90. It follow from the discussion under Question No. 3 that a backward class cannot be determined only and exclusively with reference to economic criterion. It may be a consideration or basis along with and in addition to social backwardness, but it can never be the sole criterion. This is the view uniformly taken by this Court and we respectfully agree with the same.”

It is to be noted that the courts used economic criteria, through “creamy layer” for exclusion rather than as a basis for inclusion in the quota system. If the Centre’s amendment is passed, this would mean a shift in the very foundation of the reservation policy, where inclusion for quota happens with economic criteria alone.

As mentioned above, since the Supreme Court has clearly defined the process of identifying backward classes, the only way for the Centre to provide quotas for groups that are not socially and economically backward without proper representation in services is to create a separate category of economic backwardness. However, this is likely to hit the very idea of equality, for the achievement of which quotas are provided in the first place.

Arbitrary quotas

In many cases while addressing the quota system, the Supreme Court has made it clear that equality is the rule and special treatment is the exception.

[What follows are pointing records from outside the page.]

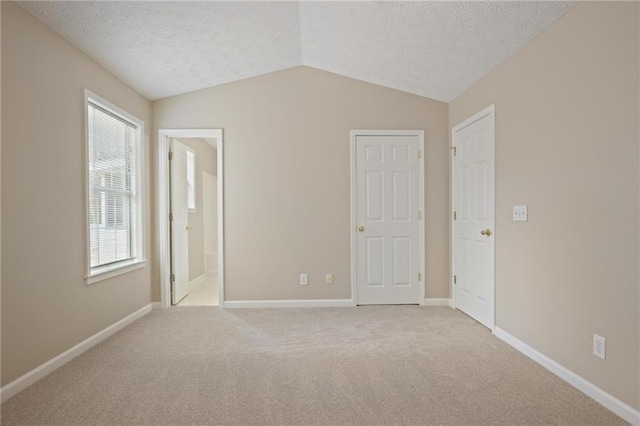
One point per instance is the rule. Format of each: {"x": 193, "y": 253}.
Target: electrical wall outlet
{"x": 520, "y": 213}
{"x": 599, "y": 346}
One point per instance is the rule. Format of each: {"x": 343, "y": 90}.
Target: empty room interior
{"x": 311, "y": 212}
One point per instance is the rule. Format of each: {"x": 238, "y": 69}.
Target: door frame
{"x": 354, "y": 234}
{"x": 163, "y": 206}
{"x": 488, "y": 111}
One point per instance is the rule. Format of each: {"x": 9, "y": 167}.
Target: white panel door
{"x": 387, "y": 209}
{"x": 179, "y": 224}
{"x": 473, "y": 245}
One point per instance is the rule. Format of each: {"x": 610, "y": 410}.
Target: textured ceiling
{"x": 432, "y": 49}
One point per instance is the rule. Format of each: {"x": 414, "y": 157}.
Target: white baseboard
{"x": 623, "y": 410}
{"x": 313, "y": 303}
{"x": 436, "y": 302}
{"x": 48, "y": 367}
{"x": 196, "y": 281}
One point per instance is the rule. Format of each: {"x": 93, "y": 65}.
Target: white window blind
{"x": 112, "y": 173}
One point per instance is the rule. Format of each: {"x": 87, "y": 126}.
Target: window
{"x": 191, "y": 180}
{"x": 114, "y": 154}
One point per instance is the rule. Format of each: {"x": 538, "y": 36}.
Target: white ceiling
{"x": 429, "y": 48}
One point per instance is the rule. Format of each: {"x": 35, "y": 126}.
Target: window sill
{"x": 106, "y": 273}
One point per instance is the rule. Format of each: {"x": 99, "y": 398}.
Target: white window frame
{"x": 191, "y": 182}
{"x": 94, "y": 275}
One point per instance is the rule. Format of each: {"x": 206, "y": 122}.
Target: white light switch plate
{"x": 520, "y": 213}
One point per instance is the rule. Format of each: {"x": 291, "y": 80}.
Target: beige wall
{"x": 567, "y": 145}
{"x": 205, "y": 162}
{"x": 286, "y": 177}
{"x": 46, "y": 306}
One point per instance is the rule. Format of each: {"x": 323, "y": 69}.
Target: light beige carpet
{"x": 335, "y": 366}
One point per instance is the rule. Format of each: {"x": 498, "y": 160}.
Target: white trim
{"x": 312, "y": 303}
{"x": 623, "y": 410}
{"x": 194, "y": 282}
{"x": 163, "y": 205}
{"x": 436, "y": 302}
{"x": 490, "y": 110}
{"x": 53, "y": 364}
{"x": 97, "y": 275}
{"x": 123, "y": 268}
{"x": 421, "y": 204}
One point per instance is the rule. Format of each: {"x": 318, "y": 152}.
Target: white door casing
{"x": 210, "y": 229}
{"x": 473, "y": 243}
{"x": 164, "y": 205}
{"x": 387, "y": 227}
{"x": 180, "y": 223}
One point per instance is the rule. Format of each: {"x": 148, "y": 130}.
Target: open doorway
{"x": 190, "y": 217}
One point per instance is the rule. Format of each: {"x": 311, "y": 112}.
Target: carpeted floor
{"x": 369, "y": 365}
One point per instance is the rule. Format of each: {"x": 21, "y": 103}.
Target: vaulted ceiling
{"x": 429, "y": 48}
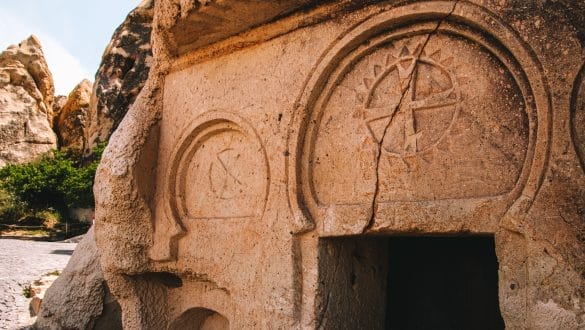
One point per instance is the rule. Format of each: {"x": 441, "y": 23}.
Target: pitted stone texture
{"x": 255, "y": 140}
{"x": 72, "y": 121}
{"x": 26, "y": 103}
{"x": 123, "y": 70}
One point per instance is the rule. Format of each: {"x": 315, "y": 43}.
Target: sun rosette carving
{"x": 421, "y": 123}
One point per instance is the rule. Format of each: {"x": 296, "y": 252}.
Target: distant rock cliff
{"x": 72, "y": 120}
{"x": 26, "y": 103}
{"x": 121, "y": 75}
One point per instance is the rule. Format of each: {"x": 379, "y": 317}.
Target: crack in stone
{"x": 374, "y": 207}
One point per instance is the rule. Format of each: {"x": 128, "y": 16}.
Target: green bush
{"x": 57, "y": 181}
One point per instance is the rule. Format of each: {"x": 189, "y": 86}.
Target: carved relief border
{"x": 480, "y": 27}
{"x": 212, "y": 191}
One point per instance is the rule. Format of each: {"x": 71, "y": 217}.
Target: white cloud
{"x": 66, "y": 69}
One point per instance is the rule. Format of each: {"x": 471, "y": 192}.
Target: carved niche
{"x": 420, "y": 116}
{"x": 215, "y": 191}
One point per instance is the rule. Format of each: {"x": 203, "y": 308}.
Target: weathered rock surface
{"x": 72, "y": 121}
{"x": 121, "y": 75}
{"x": 79, "y": 298}
{"x": 263, "y": 174}
{"x": 58, "y": 104}
{"x": 26, "y": 103}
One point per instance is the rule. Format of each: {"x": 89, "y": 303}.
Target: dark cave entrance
{"x": 408, "y": 283}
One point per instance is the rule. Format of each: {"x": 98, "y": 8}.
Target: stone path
{"x": 22, "y": 262}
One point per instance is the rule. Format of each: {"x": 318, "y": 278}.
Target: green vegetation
{"x": 41, "y": 193}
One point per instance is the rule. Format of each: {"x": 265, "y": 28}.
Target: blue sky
{"x": 73, "y": 33}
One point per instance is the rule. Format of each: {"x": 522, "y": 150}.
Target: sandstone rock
{"x": 72, "y": 122}
{"x": 26, "y": 103}
{"x": 351, "y": 164}
{"x": 121, "y": 75}
{"x": 79, "y": 298}
{"x": 58, "y": 104}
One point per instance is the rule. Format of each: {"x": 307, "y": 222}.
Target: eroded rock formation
{"x": 267, "y": 167}
{"x": 26, "y": 103}
{"x": 121, "y": 75}
{"x": 72, "y": 121}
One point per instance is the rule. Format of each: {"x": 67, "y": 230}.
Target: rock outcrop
{"x": 26, "y": 103}
{"x": 58, "y": 104}
{"x": 72, "y": 120}
{"x": 124, "y": 68}
{"x": 79, "y": 298}
{"x": 278, "y": 148}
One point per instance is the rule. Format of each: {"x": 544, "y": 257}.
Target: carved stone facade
{"x": 280, "y": 170}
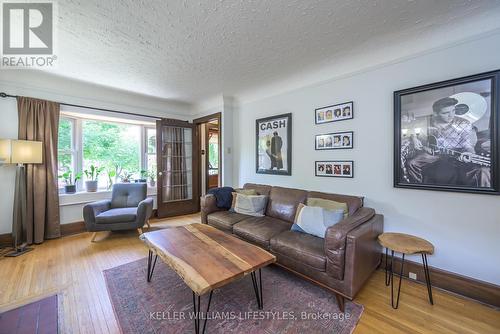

One of the reasons for capping the quota limit at 50% is that the court in Indra Sawhney saw the Constitution as enabling “appropriate representation” and not “proportionate representation”. The court made it clear that a special provision like Article 15 (4) cannot be used to undermine the rights of citizens outside the quota system.

However, this cap of 50% has been challenged by states, especially by Tamil Nadu which provides 69% quota at the state level. Judges have also been at odds over this limit. In T Devadasan vs Union of India, Justice Fazal Ali said this was a “rule of caution” rather than a frozen rule, something the majority of judges in Indra Sawhney did not agree to.

In later cases after Indra Sawhney, the Supreme Court has questioned the basis for quotas over 50% and has asked governments to provide a scientific basis for the quantification of quotas. This made the caste element of the Socio-Economic and Caste census crucial. The Centre, however, has not released this data.

Given the proposed amendments to enable a quota for the economically backward, the question that arises is how the court could allow the violation of the 50% rule that it has protected in the case of backward classes to enable the new quota. Unless and until this limit is removed by the court, the amendments will fall flat when judicially scrutinised.

In legal view, the 10% quota will also be unjustified for the same reason that quota over 50% for the backward classes and scheduled class and scheduled tribes would be: it is arbitrary.